En plus des mesures à destination des sociétaires, les assureurs prennent des actions vis-à-vis de leurs salariés
Certains acteurs ont fait face à des mouvements de grève avec comme principal mot d’ordre une revalorisation collective des salaires en cohérence avec le contexte inflationniste. Groupama Gan a ainsi acté une augmentation collective des rémunérations qui prendra effet fin octobre, mesure qui n’avait pas été prise depuis 10 ans au sein du groupe. Le groupe Matmut a quant à lui annoncé la distribution d’une prime de partage de la valeur d’un montant de 900€ à destination de tous les collaborateurs du groupe mutualiste.

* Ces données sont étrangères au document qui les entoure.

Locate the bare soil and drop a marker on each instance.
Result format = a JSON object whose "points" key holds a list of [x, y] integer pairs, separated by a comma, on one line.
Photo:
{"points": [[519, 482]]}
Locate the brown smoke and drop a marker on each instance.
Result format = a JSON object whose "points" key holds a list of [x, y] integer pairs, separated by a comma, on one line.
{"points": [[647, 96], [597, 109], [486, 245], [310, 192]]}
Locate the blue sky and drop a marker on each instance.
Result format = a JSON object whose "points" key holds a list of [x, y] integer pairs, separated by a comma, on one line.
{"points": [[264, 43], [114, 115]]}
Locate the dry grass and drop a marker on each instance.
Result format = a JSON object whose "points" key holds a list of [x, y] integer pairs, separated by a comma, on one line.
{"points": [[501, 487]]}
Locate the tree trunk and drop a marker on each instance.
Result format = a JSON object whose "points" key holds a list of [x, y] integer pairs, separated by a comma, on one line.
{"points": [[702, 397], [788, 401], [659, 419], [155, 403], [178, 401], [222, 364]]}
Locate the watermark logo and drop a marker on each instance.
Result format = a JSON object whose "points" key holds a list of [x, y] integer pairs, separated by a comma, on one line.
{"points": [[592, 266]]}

Les assureurs : une profession qui montre à nouveau son soutien à l’économie française, notamment en période de crise
À l’instar de la période de crise CoVid, les assureurs contribuent une fois de plus dans l’effort de sortie de crise et de relance de l’économie. En 2020, malgré des controverses, le montant des mesures de soutien en faveur des particuliers et des entreprises s’élevait à 2,6 milliards d’euros. Bien que de moindre ampleur, les mesures prises au regard de la crise actuelle rappellent le poids et l’importance du secteur assurantiel dans la vie économique française.